El siniestro ocurrió a la altura del cruce con el Camino del Buen Ayre, cuando el vehículo sufrió el desprendimiento de una rueda mientras circulaba por el carril izquierdo. La causa habría sido una tuerca mal ajustada al momento de salir del taller, pocas horas antes del accidente.

Según fuentes citadas por Infobae, el propietario había retirado el auto esa misma mañana luego de una extensa y minuciosa restauración. La falla dejó al Mercedes inmovilizado en una zona de alta velocidad y sin posibilidad de maniobra, lo que desencadenó una reacción en cadena.
Todo se desarrolló en cuestión de segundos y quedó registrado por cámaras de otros conductores. Tras perder la rueda, el “Pagoda” blanco quedó detenido sin señalización adecuada. Un automóvil que circulaba detrás no logró advertir el obstáculo a tiempo e impactó contra la parte trasera, proyectándolo hacia el guardarraíl e involucrando a otros vehículos.
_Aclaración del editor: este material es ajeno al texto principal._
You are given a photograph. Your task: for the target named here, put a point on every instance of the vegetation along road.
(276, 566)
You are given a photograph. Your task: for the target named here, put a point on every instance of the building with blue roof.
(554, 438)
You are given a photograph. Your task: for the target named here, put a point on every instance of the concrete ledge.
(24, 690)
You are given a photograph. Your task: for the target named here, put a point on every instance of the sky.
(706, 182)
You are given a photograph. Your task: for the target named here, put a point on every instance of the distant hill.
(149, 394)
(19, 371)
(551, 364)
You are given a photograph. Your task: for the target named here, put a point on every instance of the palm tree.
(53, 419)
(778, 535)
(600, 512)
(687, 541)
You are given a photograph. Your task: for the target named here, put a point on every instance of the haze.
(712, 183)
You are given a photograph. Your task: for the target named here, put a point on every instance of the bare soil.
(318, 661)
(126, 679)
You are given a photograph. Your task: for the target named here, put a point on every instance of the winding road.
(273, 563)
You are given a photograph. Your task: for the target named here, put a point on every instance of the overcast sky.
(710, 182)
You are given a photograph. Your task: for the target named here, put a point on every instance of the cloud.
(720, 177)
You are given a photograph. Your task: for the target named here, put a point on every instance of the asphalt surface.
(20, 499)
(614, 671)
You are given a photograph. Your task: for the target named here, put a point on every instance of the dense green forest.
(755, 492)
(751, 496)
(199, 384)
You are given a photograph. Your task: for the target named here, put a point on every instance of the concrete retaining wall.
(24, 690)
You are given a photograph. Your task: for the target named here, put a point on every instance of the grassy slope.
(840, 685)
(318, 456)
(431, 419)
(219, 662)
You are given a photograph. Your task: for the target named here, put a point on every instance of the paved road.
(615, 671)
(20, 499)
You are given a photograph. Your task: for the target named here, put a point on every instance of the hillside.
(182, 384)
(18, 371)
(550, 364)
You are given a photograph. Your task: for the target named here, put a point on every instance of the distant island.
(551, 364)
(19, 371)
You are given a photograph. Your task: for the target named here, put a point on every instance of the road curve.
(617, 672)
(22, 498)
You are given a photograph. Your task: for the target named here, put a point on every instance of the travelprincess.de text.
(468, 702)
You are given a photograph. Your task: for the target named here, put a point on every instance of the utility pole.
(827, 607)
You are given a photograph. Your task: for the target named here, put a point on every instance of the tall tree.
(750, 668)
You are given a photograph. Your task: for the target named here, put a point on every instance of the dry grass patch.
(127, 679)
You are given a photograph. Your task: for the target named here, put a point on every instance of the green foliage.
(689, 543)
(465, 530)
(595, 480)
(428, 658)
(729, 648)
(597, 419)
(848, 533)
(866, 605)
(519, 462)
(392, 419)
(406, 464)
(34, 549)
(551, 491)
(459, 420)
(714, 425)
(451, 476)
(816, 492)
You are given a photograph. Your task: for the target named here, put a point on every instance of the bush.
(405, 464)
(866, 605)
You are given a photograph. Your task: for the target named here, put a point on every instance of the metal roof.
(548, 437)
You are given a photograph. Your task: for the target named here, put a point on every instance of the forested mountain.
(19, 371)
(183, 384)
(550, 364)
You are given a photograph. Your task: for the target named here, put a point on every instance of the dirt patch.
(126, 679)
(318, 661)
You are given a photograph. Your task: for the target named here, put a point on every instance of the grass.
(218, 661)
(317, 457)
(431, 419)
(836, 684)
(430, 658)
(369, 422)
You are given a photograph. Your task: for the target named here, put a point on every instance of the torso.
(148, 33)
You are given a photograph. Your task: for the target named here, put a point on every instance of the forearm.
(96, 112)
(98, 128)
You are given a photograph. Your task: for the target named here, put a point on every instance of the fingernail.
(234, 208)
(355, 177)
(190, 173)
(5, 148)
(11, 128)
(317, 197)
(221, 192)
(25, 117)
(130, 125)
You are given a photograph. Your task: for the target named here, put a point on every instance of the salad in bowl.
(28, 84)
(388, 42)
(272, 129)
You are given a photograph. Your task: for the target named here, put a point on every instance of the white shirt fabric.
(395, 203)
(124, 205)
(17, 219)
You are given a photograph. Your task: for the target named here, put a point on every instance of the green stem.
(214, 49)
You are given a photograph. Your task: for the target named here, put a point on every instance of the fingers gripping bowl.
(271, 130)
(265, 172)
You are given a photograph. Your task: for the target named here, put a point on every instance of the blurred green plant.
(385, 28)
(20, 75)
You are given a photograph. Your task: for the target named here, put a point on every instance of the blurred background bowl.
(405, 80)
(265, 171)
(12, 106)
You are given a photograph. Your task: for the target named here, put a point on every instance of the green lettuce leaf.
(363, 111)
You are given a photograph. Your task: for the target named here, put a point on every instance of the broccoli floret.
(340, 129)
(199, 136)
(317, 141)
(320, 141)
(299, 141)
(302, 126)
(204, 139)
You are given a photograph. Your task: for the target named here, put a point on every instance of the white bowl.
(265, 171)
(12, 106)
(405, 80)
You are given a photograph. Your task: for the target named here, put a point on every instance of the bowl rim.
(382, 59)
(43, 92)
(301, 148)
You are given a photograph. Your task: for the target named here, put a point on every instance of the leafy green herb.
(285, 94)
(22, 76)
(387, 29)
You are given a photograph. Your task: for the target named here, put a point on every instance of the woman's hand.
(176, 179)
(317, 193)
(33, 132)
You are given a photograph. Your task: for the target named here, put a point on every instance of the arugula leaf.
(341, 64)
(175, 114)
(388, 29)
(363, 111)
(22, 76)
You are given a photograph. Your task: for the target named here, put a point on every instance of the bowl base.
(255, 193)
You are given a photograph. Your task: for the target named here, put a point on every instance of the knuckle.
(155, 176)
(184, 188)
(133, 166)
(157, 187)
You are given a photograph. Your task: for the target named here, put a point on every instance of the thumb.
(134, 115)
Pese a la violencia del choque y la espectacularidad de las imágenes, no se registraron heridos de gravedad. Sin embargo, los daños materiales fueron totales: la destrucción del chasis y la carrocería volvió irrecuperable al auto de colección, considerado una pieza de alto valor patrimonial.
Personal de seguridad vial trabajó durante varias horas para liberar la calzada, mientras las imágenes del Mercedes completamente destrozado se viralizaron rápidamente en redes sociales y en grupos de fanáticos de los autos clásicos, donde el caso generó conmoción e indignación.